Question

If two bodies cover the distance in ratio 2:3 in the interval time ratio 3 :2 what is the ratio of their average speeds?

Answer 1

Given :-

The distance covered by two bodies in ratio 2:3

And the time taken by both bodies in ratio. 3:2

To find :-

We have to find the ratio of their average speed !

According to formula

$\boxed{\sf{\dag\ \ Average\ speed= \dfrac{Total\ distance }{Total \ time }}}$

• Let the distance be x

• and time be y

• Then,

$\sf\bullet Distance_1(D_1)= 2x \ \ \ \ \ ; \ Time _1(T_1)= 3y\\ \\ \sf\bullet Distance_2(D_2)= 3x \ \ \ \ \ ;\ Time _2(T_2)= 2y$

• Now find the ratios of their average speed

$:\implies\sf Average\ speed = \dfrac{D_1+D_2}{T_1+T_2}\\ \\ :\implies\sf Average\ speed = \dfrac{2x+3x}{3y+2y}\\ \\ :\implies\sf Average\ speed =\dfrac{5x}{5y}\\ \\ :\implies\sf Average \ speed = \dfrac{x}{y} \\ \\ :\implies\sf Average \ speed = x:y\ \ (1:1)$

$\underline{\boxed{\sf{\dag Ratio \ of \ their\ Av.\ speed = 1:1 }}}$

Answer 2

Ratio of their average speeds is 1 : 1

Solution

We have ratio of distance covered by two body 2 : 3 , ratio of time interval 3 : 2.

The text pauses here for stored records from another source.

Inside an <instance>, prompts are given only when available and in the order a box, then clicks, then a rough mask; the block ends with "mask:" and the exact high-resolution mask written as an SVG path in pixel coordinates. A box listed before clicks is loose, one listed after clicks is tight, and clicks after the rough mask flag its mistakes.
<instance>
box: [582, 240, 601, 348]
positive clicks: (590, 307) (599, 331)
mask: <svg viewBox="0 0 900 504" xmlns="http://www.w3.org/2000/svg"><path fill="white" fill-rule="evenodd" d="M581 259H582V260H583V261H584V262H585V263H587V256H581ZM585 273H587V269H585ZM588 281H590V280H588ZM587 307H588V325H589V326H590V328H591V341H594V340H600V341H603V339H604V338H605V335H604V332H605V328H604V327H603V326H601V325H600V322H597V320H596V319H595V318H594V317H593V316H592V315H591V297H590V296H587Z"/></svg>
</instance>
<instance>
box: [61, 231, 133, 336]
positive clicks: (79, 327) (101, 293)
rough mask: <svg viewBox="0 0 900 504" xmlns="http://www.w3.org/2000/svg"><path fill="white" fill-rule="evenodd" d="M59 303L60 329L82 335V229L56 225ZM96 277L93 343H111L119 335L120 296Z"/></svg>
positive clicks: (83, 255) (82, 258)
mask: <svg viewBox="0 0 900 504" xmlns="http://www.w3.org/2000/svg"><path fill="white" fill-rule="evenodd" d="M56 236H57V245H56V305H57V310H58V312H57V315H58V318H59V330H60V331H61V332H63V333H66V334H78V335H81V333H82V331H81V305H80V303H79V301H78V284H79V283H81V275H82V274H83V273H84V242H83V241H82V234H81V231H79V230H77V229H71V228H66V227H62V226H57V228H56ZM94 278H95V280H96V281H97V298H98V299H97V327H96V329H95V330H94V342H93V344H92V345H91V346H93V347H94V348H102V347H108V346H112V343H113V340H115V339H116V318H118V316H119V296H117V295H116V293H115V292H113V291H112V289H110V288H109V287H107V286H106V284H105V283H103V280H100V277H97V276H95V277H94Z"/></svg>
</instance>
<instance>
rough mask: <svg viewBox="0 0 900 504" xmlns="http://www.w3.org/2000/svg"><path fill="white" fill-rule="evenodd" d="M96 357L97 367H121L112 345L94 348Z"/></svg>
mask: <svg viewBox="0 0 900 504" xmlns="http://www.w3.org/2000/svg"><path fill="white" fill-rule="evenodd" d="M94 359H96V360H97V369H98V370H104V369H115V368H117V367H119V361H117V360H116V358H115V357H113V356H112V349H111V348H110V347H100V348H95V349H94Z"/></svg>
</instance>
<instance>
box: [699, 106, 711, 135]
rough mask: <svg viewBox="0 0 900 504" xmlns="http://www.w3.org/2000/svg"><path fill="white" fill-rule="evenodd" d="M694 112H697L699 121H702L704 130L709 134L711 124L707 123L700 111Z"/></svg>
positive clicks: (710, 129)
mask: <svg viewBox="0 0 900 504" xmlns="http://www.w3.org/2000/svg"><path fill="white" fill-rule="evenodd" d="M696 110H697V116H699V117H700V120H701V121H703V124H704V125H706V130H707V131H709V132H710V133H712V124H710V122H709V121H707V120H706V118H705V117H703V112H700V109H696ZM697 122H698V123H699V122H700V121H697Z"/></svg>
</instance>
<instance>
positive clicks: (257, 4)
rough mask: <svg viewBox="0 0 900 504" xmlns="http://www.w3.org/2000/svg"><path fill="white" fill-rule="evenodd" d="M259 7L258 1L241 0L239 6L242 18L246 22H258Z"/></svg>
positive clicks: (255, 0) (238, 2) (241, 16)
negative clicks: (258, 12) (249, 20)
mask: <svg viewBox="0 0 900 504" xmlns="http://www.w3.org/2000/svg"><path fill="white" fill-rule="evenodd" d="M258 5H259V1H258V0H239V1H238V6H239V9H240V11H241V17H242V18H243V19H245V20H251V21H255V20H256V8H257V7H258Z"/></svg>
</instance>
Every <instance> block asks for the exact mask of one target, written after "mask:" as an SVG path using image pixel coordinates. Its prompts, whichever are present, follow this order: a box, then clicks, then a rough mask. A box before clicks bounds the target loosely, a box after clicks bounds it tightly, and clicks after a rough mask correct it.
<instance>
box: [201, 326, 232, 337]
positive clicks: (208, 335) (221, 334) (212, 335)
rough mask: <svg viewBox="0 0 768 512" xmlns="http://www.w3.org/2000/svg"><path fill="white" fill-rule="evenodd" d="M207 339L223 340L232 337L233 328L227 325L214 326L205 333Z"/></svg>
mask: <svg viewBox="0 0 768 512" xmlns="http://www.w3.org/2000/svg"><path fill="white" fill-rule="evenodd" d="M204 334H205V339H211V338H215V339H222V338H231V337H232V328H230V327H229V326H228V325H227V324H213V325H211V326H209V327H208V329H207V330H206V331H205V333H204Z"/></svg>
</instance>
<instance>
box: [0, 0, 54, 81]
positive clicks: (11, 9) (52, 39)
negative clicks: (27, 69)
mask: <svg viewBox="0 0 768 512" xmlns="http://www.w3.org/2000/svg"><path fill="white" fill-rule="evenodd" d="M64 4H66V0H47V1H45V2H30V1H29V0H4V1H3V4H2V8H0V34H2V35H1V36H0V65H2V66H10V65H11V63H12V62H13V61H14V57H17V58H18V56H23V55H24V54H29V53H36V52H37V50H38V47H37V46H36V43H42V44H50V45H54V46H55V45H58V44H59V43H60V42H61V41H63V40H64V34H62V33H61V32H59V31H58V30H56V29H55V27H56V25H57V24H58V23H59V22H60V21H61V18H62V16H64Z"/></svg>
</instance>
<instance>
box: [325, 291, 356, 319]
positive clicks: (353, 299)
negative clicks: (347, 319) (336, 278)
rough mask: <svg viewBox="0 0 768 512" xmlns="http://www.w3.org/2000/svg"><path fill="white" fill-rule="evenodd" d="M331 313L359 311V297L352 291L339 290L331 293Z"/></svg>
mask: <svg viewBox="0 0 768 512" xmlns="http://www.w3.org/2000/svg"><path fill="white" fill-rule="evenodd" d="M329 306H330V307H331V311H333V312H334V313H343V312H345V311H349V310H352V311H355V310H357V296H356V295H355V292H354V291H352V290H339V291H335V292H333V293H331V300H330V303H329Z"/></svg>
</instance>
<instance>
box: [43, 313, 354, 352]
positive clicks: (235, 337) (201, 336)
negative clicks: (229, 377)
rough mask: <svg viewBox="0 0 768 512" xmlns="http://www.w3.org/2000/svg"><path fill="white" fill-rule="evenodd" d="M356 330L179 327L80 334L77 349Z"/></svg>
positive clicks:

We have to find ratio of their average speeds.

Let the distance covered by two body be 2d & 3d respectively.

And, time taken by two body be 3t & 2t respectively.

We know that,

★ Average speed = Total distance/Total time

◗ Finding average speed of two bodies :

Putting all values we get :

⇒ Average speed = (2d + 3d)/(3t + 2t)

⇒ Average speed = 5d/5t

⇒ Average speed = d/t

⇒ Average speed = 1/1

⇒ Average speed = 1 : 1

∴ Ratio of their average speeds is 1 : 1